The Hypoglossal Nerve
The Hypoglossal Nerve is the twelfth of the Twelve Cranial Nerves. The fibers consist of Efferent Motoric and Afferent Sensory fibers. The word Afferent means toward the centre, as in from a peripheral area of a limb to the central nervous system. The word Efferent is the opposite of Afferent, meaning away from the centre and toward the periphery; when the stimulus is carried back to the brain from a peripheral area.
The pathway for the Efferent motoric fibers of the Hypoglossal nerve is the following (from the initiation in the brain to the termination in the periphery):
- The Nucleus of the Hypoglossal Nerve is situated in the brainstem at the level of the Hypoglossal Trigone.
- The Hypoglossal Nerve exits the skull via the Hypoglossal Canal.
- It continues downwards when it accumulates fibers from the cervical spinal nerves C1 and C2.
- It then gives a large branch as it laterally passes the Internal Carotid Artery, known as the Superior Radix of the ANSA Cervicalis.
- This branch descends and innervates the anterior part of the Omohyoid muscle, the Sternothyroid muscle and the Sternohyoid muscle before it loops backwards (the ANSA Cervicalis – Loop) and innervates the posterior part of the Omohyoid muscle.

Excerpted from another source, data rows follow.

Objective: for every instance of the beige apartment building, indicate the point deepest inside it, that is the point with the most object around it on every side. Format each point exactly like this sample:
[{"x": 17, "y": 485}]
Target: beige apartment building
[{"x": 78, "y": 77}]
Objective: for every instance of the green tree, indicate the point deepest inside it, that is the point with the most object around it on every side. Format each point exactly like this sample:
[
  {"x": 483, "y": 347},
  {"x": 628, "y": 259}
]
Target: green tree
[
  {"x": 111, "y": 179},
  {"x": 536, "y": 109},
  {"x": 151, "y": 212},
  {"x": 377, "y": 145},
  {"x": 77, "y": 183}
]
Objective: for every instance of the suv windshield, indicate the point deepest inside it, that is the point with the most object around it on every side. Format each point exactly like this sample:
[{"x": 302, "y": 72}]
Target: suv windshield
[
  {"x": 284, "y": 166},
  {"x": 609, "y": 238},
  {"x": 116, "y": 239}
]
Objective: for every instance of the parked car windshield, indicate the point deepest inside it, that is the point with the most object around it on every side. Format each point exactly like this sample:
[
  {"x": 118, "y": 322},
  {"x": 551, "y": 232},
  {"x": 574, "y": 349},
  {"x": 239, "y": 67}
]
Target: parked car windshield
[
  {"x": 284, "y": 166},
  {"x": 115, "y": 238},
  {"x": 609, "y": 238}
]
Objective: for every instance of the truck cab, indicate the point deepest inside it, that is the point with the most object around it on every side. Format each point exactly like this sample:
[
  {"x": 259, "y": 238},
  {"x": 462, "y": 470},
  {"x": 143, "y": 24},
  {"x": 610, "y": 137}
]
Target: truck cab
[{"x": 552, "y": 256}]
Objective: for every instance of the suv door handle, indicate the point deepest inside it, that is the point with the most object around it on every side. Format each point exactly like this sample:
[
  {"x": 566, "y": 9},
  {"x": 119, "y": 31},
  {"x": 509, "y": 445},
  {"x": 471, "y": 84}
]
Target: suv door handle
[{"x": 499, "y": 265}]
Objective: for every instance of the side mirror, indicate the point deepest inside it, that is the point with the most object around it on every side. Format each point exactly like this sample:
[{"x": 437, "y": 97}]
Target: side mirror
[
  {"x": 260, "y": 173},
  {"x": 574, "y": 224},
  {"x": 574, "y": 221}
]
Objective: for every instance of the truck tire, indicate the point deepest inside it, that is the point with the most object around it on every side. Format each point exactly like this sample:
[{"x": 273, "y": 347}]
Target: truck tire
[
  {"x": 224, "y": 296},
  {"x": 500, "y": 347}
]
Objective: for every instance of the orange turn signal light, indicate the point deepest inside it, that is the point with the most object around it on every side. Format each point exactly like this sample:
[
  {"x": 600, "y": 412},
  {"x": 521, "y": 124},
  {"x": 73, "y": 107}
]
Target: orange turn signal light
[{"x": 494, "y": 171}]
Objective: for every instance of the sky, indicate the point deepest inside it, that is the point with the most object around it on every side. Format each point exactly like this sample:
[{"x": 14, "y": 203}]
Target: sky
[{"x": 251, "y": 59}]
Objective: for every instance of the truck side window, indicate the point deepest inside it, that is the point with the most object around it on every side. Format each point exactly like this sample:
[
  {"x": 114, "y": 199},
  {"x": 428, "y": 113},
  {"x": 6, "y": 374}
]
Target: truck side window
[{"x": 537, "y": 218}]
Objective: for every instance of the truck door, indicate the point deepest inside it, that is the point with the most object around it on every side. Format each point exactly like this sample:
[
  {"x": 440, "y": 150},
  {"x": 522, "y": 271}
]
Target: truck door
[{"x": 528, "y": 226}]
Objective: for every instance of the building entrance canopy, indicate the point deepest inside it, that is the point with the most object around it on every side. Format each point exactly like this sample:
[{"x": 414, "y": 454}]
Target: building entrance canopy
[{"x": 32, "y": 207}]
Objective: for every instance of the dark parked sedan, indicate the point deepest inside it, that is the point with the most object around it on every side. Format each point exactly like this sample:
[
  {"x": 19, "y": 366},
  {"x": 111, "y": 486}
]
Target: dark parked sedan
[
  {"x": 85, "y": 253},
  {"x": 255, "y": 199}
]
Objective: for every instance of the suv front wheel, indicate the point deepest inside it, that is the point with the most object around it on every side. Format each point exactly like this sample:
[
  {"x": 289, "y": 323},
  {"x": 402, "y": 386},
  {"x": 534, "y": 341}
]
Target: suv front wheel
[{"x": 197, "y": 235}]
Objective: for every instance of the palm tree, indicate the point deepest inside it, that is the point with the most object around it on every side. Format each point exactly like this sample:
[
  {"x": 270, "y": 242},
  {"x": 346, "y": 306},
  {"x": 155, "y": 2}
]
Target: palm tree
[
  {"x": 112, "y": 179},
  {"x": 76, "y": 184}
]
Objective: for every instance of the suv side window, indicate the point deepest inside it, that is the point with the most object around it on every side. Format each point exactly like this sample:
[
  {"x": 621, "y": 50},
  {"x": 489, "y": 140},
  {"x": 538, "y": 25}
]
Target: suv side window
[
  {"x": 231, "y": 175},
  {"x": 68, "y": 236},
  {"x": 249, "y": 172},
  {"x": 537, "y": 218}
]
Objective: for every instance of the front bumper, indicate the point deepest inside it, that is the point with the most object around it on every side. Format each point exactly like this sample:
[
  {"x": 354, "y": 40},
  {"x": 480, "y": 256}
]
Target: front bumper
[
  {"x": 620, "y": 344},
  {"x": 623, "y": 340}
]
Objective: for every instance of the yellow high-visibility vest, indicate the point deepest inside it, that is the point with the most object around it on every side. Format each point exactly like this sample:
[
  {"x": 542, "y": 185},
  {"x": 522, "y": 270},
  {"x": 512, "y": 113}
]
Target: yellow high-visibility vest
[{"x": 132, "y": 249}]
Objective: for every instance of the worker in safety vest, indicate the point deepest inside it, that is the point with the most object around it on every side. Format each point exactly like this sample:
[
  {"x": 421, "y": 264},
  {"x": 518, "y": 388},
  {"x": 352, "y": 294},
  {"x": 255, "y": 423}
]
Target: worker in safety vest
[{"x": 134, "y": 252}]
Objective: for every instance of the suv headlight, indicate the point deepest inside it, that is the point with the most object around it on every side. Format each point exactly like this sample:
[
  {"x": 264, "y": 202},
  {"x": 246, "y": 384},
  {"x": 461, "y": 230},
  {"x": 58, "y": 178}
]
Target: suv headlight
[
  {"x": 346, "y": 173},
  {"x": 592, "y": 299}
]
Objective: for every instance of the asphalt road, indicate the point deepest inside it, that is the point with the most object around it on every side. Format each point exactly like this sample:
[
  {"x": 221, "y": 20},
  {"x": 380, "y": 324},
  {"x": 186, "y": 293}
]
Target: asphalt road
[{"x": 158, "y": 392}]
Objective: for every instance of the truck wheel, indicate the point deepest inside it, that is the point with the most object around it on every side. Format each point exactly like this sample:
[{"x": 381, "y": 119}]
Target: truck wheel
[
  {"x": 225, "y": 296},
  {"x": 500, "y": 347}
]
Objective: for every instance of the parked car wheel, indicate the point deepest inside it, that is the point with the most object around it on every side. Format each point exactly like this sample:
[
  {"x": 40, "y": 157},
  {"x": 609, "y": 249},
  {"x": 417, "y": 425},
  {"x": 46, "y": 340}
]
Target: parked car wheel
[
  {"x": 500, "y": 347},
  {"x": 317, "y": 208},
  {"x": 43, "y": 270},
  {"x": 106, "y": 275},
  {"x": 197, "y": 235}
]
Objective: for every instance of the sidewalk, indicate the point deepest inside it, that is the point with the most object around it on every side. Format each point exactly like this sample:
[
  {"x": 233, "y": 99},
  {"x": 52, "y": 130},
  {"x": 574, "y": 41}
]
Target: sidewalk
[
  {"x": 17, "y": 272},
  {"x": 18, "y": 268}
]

- The loop on the posterior side is known as the inferior or posterior Radix of the ANSA Cervicalis and stems from the cervical spinal nerves C2 and C3.
- Meanwhile the main branch of the Hypoglossal Nerve continues and innervates the Thyrohyoid muscle with fibers from the first cervical spinal nerve C1.
- It then continues and gives branches to Styloglossus Muscle, the Hyoglossus Muscle, the Geniohyoid Muscle (with fibers from C1), the Genioglossus Muscle, the Superior and Inferior Longitudinal muscles of the tongue, the Transverse muscle of the tongue and the Longitudinal muscle of the tongue.
- The Extrinsic muscles of the tongue include the Genioglossus muscle, the Hyoglossus muscle, the Palatoglossus muscle and the Styloglossus muscle.
- The Intrinsic muscles of the tongue include the Superior and Inferior Longitudinal muscles, the Transverse muscle and the Vertical muscle.
The pathway for the Afferent sensory fibers of the Hypoglossal Nerve is the following (from the initiation in the periphery to the termination in the brain):
- The Afferent fibers start just inside the Hypoglossal Canal in the meninges and as they exit the skull as a small side branch that merges with the Hypoglossal Nerve, crossing over the Efferent Motoric Fibers and run parallel with them until the merger of the cervical spinal branch C1.
- At the fork of C1 and the Hypoglossal Nerve, the afferent sensory fibers wrap around the C1 fibers coming in and run back up the cervical spinal nerve, synapsing upon one of the spinal ganglia that are wedged between the cervical vertebrae.
- They then proceed postganglionically into the very top of the spinal cord just under the brainstem and into an Ascending Spinal Tract.